В центральной части нынешнего Пскова проходит древняя крепостная стена. Поставленная четыреста лет назад, она славно служила русской земле: о камни ее не раз ломали свои копья захватчики. И псковитяне ни разу не сдавали врагу свой город. Стена сохранилась на всем девятикилометровом протяжении, и с первого взгляда видно, какая это необыкновенная древняя стена.

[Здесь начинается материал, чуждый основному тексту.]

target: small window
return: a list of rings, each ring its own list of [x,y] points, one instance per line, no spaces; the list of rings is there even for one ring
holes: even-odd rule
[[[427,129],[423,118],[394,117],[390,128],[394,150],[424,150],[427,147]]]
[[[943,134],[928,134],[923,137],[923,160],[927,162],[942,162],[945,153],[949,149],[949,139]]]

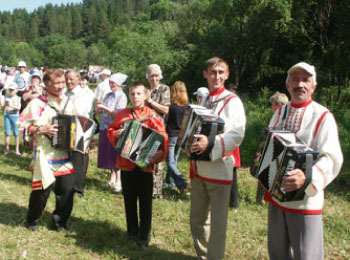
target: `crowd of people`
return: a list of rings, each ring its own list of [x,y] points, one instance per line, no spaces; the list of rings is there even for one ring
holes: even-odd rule
[[[239,146],[245,134],[246,117],[237,86],[225,87],[229,65],[221,58],[208,59],[203,76],[208,87],[194,94],[197,103],[209,108],[224,122],[222,133],[213,137],[194,135],[194,154],[209,154],[209,161],[190,160],[190,180],[177,167],[180,149],[177,139],[189,99],[186,85],[176,81],[171,87],[161,83],[163,73],[157,64],[146,70],[148,86],[141,81],[128,84],[128,76],[103,69],[100,83],[89,89],[86,72],[73,69],[30,70],[24,61],[18,71],[2,68],[1,105],[5,118],[5,151],[9,153],[11,131],[15,136],[15,153],[19,151],[19,129],[33,146],[30,169],[33,173],[26,225],[38,231],[39,220],[51,190],[56,196],[52,226],[68,232],[74,194],[84,194],[89,165],[89,149],[68,151],[52,146],[51,138],[59,133],[52,119],[58,114],[90,118],[99,124],[98,168],[110,170],[107,186],[124,197],[127,234],[140,246],[148,246],[152,228],[152,201],[162,198],[163,187],[180,193],[191,189],[190,228],[198,259],[219,260],[225,253],[229,207],[238,207],[237,167]],[[281,202],[258,186],[257,203],[268,202],[268,253],[271,259],[323,259],[322,208],[324,189],[338,175],[343,155],[338,129],[330,111],[312,100],[316,90],[316,69],[305,62],[287,71],[286,95],[271,97],[274,111],[269,128],[288,130],[319,153],[312,166],[310,183],[302,169],[293,169],[283,178],[285,192],[305,186],[302,200]],[[116,152],[127,121],[139,121],[163,138],[158,150],[148,158],[146,168],[139,167]],[[18,128],[19,126],[19,128]],[[94,142],[90,144],[93,147]],[[164,179],[164,165],[167,173]]]

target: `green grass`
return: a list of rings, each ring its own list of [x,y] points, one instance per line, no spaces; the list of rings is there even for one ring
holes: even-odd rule
[[[3,147],[1,147],[1,151]],[[51,230],[55,202],[51,194],[39,232],[24,226],[30,194],[30,160],[26,149],[22,159],[0,155],[0,259],[196,259],[189,227],[190,201],[172,190],[153,205],[153,228],[148,248],[140,248],[126,235],[122,195],[104,188],[107,171],[96,167],[91,154],[84,197],[75,197],[68,225],[72,233]],[[179,168],[188,171],[183,156]],[[247,169],[239,170],[240,206],[230,210],[225,259],[267,259],[266,206],[256,206],[256,181]],[[324,213],[326,259],[350,259],[349,193],[327,193]]]
[[[245,165],[249,165],[249,154],[255,150],[255,135],[261,129],[258,121],[265,122],[268,118],[268,111],[261,108],[259,117],[250,107],[248,104],[249,129],[241,146]],[[3,144],[3,117],[0,118],[0,144]],[[341,129],[348,136],[346,127]],[[348,140],[342,144],[345,153],[349,149]],[[11,150],[14,151],[13,146]],[[3,151],[4,146],[0,145],[0,260],[19,259],[25,250],[27,259],[197,259],[189,226],[190,200],[174,190],[165,190],[164,199],[154,201],[150,246],[140,248],[127,239],[123,197],[111,194],[104,187],[108,171],[97,169],[97,149],[91,152],[85,196],[74,199],[68,221],[72,233],[59,233],[50,227],[55,207],[53,193],[43,212],[39,232],[28,231],[24,224],[31,173],[25,169],[31,150],[21,147],[21,158],[14,152],[5,157]],[[188,168],[188,160],[181,155],[179,169],[185,176]],[[267,207],[255,205],[256,180],[247,168],[239,169],[238,182],[240,205],[229,212],[225,259],[268,259]],[[349,187],[350,172],[344,171],[326,190],[323,214],[326,259],[350,259]]]

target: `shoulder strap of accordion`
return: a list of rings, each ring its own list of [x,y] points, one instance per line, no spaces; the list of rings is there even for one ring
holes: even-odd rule
[[[283,116],[282,116],[282,129],[285,129],[285,122],[287,119],[287,115],[288,115],[288,109],[289,109],[289,105],[285,105],[284,111],[283,111]]]
[[[149,120],[149,119],[152,119],[152,118],[157,117],[157,115],[156,115],[156,114],[153,114],[153,115],[148,116],[148,117],[144,117],[144,118],[137,118],[137,115],[136,115],[136,113],[135,113],[134,109],[132,109],[132,107],[131,107],[131,108],[129,108],[129,109],[130,109],[130,112],[131,112],[132,117],[134,118],[134,120],[135,120],[135,121],[138,121],[138,122],[140,122],[140,123],[145,122],[145,121],[147,121],[147,120]]]

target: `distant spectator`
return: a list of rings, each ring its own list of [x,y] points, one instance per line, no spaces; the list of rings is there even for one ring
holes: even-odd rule
[[[272,111],[275,112],[281,106],[287,104],[288,101],[289,100],[286,94],[283,94],[277,91],[275,94],[273,94],[270,97]]]
[[[34,72],[30,78],[29,87],[24,91],[22,99],[24,101],[23,108],[34,98],[40,97],[43,94],[42,80],[38,71]]]
[[[146,105],[156,111],[157,114],[164,119],[170,107],[170,88],[160,83],[160,80],[163,79],[163,73],[158,64],[151,64],[147,67],[146,78],[150,84]],[[163,197],[163,172],[163,163],[155,165],[153,170],[153,198]]]
[[[276,92],[270,97],[270,102],[271,102],[271,108],[272,111],[275,112],[277,109],[279,109],[281,106],[286,105],[288,103],[288,97],[286,94]],[[262,205],[265,203],[264,199],[264,194],[265,194],[265,189],[262,186],[260,182],[258,182],[258,187],[256,190],[256,198],[255,202],[258,205]]]
[[[29,85],[30,74],[27,71],[27,64],[24,61],[19,61],[17,65],[18,72],[15,76],[15,83],[18,86],[17,95],[22,97],[24,91]]]
[[[111,71],[109,69],[104,69],[99,74],[101,80],[100,84],[97,85],[95,89],[95,100],[103,101],[107,93],[111,92],[109,87],[109,77],[111,76]]]
[[[5,111],[4,124],[5,124],[5,152],[4,155],[9,153],[10,149],[10,136],[11,130],[15,136],[15,149],[16,155],[20,156],[19,152],[19,131],[18,131],[18,116],[21,109],[21,98],[16,95],[18,86],[12,82],[7,86],[8,96],[5,98],[5,105],[2,110]]]
[[[177,159],[180,148],[176,146],[180,132],[182,119],[188,105],[186,85],[182,81],[176,81],[170,89],[171,104],[167,114],[166,131],[169,136],[169,150],[166,157],[168,171],[165,177],[165,186],[176,187],[180,193],[186,193],[190,187],[189,182],[184,178],[177,168]]]
[[[107,185],[113,192],[121,191],[120,170],[117,169],[117,152],[108,141],[107,129],[113,122],[115,115],[123,110],[128,98],[123,92],[123,84],[128,76],[122,73],[115,73],[109,78],[110,93],[107,93],[102,101],[96,101],[95,109],[102,113],[100,124],[100,135],[98,145],[97,166],[100,169],[111,171],[110,180]]]
[[[228,84],[227,90],[238,95],[238,86],[236,84]],[[241,167],[241,155],[239,153],[239,146],[233,150],[233,157],[235,158],[235,164],[233,166],[233,183],[231,186],[230,193],[230,208],[238,208],[238,178],[237,178],[237,168]]]
[[[196,96],[197,104],[203,106],[209,96],[209,89],[205,87],[200,87],[196,92],[193,93]]]

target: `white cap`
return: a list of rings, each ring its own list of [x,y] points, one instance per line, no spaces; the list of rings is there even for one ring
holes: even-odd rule
[[[99,75],[107,75],[110,76],[112,73],[109,69],[103,69]]]
[[[32,74],[32,76],[30,77],[30,81],[29,81],[29,82],[32,82],[32,79],[33,79],[34,77],[38,77],[38,78],[40,79],[40,82],[42,81],[41,75],[40,75],[39,71],[37,71],[37,70],[34,71],[34,73]]]
[[[314,85],[317,84],[316,69],[314,66],[312,66],[306,62],[299,62],[299,63],[295,64],[294,66],[290,67],[290,69],[287,71],[287,73],[288,73],[287,81],[289,79],[290,74],[292,74],[295,71],[300,71],[300,70],[305,70],[307,73],[309,73],[312,76],[312,79],[314,81]]]
[[[17,67],[25,67],[25,68],[27,68],[27,64],[25,63],[25,61],[21,60],[21,61],[18,62]]]
[[[163,79],[162,70],[158,64],[151,64],[147,67],[146,78],[148,79],[149,76],[154,74],[159,75],[160,79]]]
[[[6,89],[18,89],[18,86],[15,82],[11,82],[6,86]]]
[[[193,92],[193,95],[197,97],[205,97],[209,95],[209,89],[205,87],[198,88],[196,92]]]
[[[112,81],[116,83],[119,87],[124,86],[124,82],[128,79],[128,75],[125,75],[123,73],[114,73],[112,76],[109,78],[109,81]]]

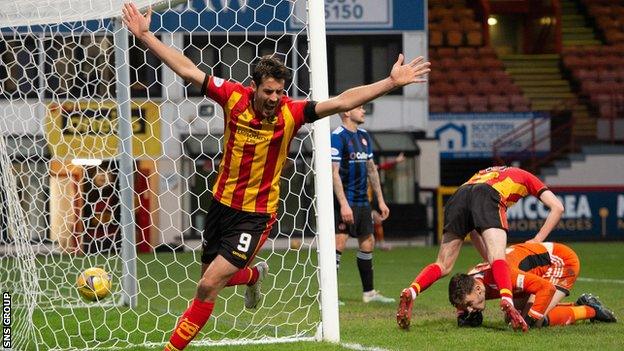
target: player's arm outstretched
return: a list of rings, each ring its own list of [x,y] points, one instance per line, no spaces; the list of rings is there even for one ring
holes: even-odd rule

Вражеские тараны и ядра крошили стену, и время тоже потрудилось над ней; стена стала совсем древней, но по-прежнему стоит, и у нее прекрасная память. Рассказывают — и не в шутку — что когда в Псковский музей приходят заявки на исторические реликвии, сотрудники берут на плечо миноискатель и отправляются к стене на розыски, чтобы пошарить там в седых камнях и выковырнуть ядра, которые пролежали в этой стене триста-четыреста лет. Старый крепостной ров пересох, зарос травой, и влюбленные сидят обнявшись на откосах, а мальчишки с игрушечными пистолетами бегают среди развалин: им нипочем седая древность, хранимая стеной.

На выезде из Пскова, там, где лесистую равнину пересекает стрела Ленинградского шоссе, установлен памятник-монумент: революционные отряды молодой советской республики встретили и дали здесь решительный отпор немецким оккупантам: родилась Красная Армия. Земля запомнила эту строгую дату.

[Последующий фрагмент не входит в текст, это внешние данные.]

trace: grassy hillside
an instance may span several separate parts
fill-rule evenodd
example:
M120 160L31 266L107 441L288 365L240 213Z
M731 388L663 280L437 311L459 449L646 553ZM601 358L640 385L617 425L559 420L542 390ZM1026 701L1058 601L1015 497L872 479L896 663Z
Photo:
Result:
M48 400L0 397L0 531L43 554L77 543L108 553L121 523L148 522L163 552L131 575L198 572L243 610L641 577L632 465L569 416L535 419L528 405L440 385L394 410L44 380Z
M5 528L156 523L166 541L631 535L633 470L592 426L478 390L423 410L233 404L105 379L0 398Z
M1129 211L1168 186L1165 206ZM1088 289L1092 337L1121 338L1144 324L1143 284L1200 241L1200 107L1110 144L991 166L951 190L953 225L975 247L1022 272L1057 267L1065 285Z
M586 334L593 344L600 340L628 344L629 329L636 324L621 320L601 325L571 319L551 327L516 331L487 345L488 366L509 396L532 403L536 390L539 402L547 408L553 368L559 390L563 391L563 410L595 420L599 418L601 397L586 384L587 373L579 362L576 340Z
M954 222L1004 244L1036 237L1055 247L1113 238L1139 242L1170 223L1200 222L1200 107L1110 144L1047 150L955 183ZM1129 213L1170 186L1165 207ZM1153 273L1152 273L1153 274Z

Я приехал в Псков после того, как побывал на Ильмень-озере. Не сразу, исподволь я подбирался к окопу на берегу Великой, теперь пришел его черед.

Машина быстро шла прямой автострадой. В войну здесь не было таких удобных дорог, и шофер Евгений охотно подтвердил это.

— Дорога общесоюзного значения: Ленинград — Киев.

За Островом повернули на дорогу областного значения: Остров Новоржев. Она была поуже и пожиже, но все равно это была хорошая дорога. Навстречу нам проносились шикарные автобусы с пестрой раскраской: туристы спешили по своим делам — кто в древний Псков, кто в Пушкинские горы на могилу великого русского поэта. Мы мчались навстречу друг другу — но разве цель у нас была не одна? Нас вело прошлое России.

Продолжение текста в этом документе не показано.